L'Homme-Alphabet par bilouaustria
Comme les deux mi-temps d'un match complètement dingue, il y a pour ainsi dire deux romans mêlés dans L'Homme-Alphabet de Richard Grossman. Sur près de 200 pages d'abord, un polar vaguement pynchonnien, qui ne rougirait pas devant le récent Vice caché du maître. Dialogues bien huilés, quelques hématomes par-ci par-là, et une intrigue qui pue le complot politique, bref ça joue à une touche (« file la métaphore » me conseille-t-on). L'équipe est emmenée par le fringant Clyde Wayne Franklin, personnage en quête de rédemption, mi-ange mi-démon, assassin de ses parents et poète de renom qui, le corps entièrement tatoué de lettres, traverse Washington à la recherche de Barbie, une prostituée. Un vrai pitch de ligue des champions ! Mais coup de sifflet. Tout le monde rentre au vestiaire : place en deuxième mi-temps au football total – le plus barré reste à venir.

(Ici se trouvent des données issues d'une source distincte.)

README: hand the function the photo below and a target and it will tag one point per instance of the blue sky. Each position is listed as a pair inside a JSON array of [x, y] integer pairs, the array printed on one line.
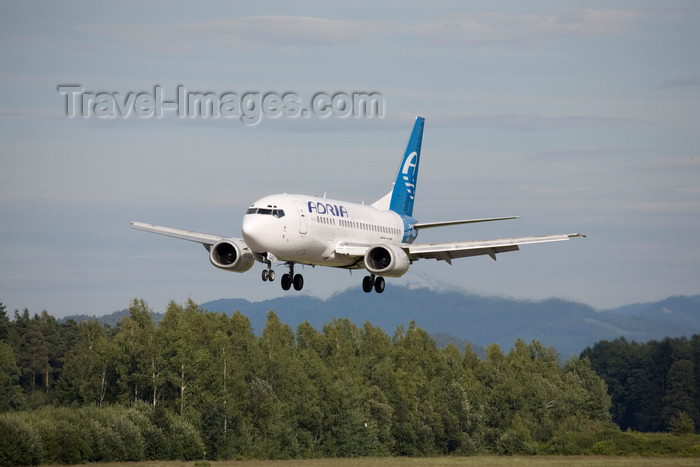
[[579, 117]]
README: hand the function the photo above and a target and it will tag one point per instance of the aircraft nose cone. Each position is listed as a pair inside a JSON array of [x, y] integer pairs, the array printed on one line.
[[253, 229]]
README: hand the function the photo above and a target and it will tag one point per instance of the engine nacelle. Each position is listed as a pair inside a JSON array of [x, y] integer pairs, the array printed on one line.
[[231, 256], [387, 260]]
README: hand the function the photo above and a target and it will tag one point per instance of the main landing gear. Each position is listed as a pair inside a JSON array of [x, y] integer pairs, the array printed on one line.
[[288, 280], [371, 281]]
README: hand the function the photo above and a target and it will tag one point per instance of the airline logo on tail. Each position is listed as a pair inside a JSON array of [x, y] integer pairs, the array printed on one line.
[[404, 192]]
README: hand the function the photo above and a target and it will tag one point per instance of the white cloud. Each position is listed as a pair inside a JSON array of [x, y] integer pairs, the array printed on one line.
[[519, 29], [454, 30]]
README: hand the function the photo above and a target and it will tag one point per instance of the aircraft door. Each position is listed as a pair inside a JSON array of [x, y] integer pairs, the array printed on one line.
[[303, 221]]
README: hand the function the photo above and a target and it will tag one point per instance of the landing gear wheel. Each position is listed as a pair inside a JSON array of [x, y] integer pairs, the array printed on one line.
[[367, 284], [286, 281], [379, 284], [298, 282]]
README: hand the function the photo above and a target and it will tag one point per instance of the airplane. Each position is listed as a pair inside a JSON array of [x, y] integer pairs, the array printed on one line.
[[311, 230]]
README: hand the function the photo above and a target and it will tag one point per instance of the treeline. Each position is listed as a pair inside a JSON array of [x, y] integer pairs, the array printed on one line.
[[83, 392], [654, 386]]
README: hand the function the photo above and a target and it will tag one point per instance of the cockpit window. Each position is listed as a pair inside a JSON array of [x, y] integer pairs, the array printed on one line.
[[266, 211]]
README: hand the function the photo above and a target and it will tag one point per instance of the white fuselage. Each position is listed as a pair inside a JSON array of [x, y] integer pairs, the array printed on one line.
[[307, 229]]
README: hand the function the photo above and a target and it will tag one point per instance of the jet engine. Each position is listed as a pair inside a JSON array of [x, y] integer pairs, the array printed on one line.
[[231, 256], [387, 260]]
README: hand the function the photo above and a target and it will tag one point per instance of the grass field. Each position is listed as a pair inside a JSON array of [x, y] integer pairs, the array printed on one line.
[[435, 461]]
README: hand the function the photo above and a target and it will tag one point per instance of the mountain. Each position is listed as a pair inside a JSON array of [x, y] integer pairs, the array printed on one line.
[[567, 326], [459, 317]]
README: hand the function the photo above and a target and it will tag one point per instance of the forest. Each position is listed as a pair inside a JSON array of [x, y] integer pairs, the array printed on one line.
[[204, 385], [654, 385]]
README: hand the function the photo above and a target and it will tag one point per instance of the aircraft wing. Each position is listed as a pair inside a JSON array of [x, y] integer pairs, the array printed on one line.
[[205, 239], [450, 250]]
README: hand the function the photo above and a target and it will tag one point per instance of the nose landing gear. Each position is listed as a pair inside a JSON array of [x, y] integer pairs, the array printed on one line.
[[372, 281], [291, 279]]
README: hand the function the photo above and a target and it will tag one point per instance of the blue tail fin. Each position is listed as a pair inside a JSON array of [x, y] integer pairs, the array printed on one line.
[[404, 191]]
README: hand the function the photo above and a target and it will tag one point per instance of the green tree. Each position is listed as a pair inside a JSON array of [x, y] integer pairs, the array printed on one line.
[[86, 374], [9, 378]]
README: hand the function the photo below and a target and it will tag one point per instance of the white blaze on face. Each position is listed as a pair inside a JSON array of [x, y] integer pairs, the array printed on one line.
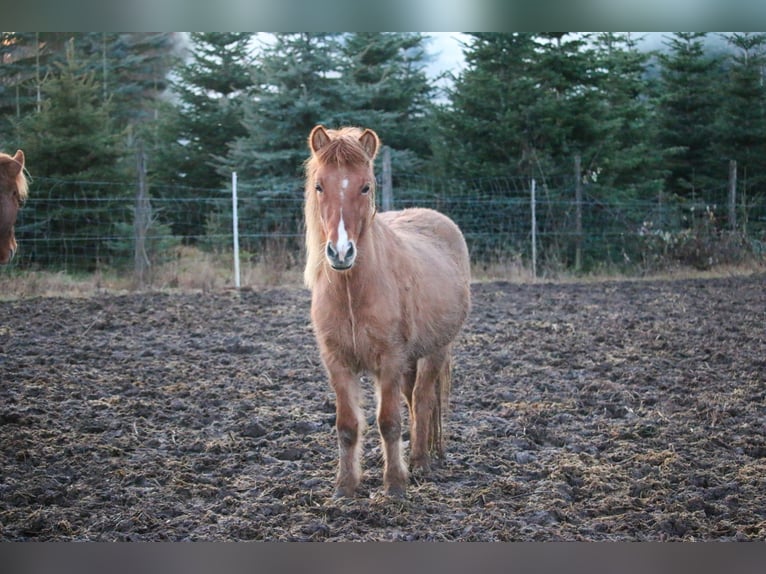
[[342, 245]]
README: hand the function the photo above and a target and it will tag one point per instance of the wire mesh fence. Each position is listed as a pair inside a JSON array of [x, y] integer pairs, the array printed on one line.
[[84, 226]]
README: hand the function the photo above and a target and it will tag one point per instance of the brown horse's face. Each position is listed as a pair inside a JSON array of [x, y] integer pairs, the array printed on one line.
[[10, 202], [345, 195]]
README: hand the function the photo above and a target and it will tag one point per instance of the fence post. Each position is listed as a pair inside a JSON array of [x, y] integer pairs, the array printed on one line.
[[578, 213], [733, 194], [141, 221], [235, 227], [533, 203], [387, 199]]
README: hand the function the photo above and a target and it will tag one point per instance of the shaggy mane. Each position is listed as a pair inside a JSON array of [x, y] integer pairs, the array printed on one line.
[[22, 186], [343, 150]]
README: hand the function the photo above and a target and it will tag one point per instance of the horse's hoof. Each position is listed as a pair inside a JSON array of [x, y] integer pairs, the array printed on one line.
[[395, 492], [421, 467], [343, 492]]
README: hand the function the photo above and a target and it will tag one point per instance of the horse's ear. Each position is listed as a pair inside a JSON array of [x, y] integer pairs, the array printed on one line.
[[370, 142], [318, 138], [18, 163]]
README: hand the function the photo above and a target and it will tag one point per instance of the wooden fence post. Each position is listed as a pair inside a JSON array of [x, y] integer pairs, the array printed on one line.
[[533, 205], [733, 195], [578, 213], [141, 221]]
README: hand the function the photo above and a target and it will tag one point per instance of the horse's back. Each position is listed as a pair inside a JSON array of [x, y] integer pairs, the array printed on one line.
[[438, 282], [431, 233]]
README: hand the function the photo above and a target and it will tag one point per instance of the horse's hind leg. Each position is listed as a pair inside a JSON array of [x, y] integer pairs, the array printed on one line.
[[349, 425], [426, 410]]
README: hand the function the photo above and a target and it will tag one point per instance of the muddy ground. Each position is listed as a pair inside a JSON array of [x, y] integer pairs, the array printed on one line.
[[605, 411]]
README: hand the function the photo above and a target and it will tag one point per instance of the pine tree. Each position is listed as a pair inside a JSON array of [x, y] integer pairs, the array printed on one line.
[[742, 122], [73, 147], [193, 136], [298, 85], [687, 116], [484, 129], [627, 164], [390, 92]]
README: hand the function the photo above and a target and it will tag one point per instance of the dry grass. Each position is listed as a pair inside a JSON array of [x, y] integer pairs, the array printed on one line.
[[193, 270]]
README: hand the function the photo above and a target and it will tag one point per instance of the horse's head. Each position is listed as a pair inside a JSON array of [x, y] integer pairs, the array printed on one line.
[[342, 182], [13, 192]]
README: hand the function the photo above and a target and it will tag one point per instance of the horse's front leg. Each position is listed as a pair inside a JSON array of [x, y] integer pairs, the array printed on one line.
[[389, 383], [349, 424]]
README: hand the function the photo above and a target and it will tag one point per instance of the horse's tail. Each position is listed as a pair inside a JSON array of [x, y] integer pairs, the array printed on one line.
[[441, 407]]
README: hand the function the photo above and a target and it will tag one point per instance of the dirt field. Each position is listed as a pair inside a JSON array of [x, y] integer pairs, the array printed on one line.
[[605, 411]]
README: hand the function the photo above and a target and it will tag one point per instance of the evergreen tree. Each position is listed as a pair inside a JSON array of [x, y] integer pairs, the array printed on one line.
[[484, 128], [193, 136], [74, 149], [742, 122], [627, 162], [388, 90], [689, 82], [297, 85], [566, 115]]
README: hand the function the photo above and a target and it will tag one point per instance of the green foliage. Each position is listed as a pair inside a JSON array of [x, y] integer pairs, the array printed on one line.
[[194, 135], [654, 133], [687, 111], [73, 142]]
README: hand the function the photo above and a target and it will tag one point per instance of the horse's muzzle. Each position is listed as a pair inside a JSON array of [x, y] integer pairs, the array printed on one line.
[[341, 259]]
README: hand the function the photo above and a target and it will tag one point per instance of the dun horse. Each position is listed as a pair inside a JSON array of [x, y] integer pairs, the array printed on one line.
[[13, 192], [390, 292]]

La narration part soudain en vrille comme un dribble raté, la forme aussi, qui pourrait être dopée à la Douglas Coupland si le récit ne devenait aussi violent, noir et désespéré. « Hitchcockien » dit-on au Cherche midi, dans le sens où tout ce qui a précédé n'était que prélude ou Mc Guffin (notamment cette femme, Barbie) pour ce qui se profile. En réalité c'est Dante et son Enfer, rien de moins, qui ont inspiré à Grossman ces cercles de phrases dans lesquels le lecteur finit piégé comme un ballon dans les filets. Au centre de ces flammes vertes cauchemardesques, l'alphabet de Clyde Wayne Franklin devient un prétexte à une jonglerie maradonesque où le diable lui-même est appelé Le clown. Les pages semblent alors jaillir directement depuis son cerveau, de la pure oralité, quelque part à mi-chemin entre du Joyce et du Raymond Domenech. C'est donc, Dante oblige, une trilogie qui s'ouvre avec ce texte, à la manière d'une Divine comédie US modernisée, sous le titre American letters. Sous le chapiteau de Grossman, la littérature est aujourd'hui un cirque infernal, mais il promet de terminer sa série par un texte décrivant... le paradis ! Et si cette lecture hallucinatoire est parfois aussi éprouvante qu'un match contre le Real de Mourinho, elle nous laisse déjà espérer que 2011 sera l'année du beau jeu.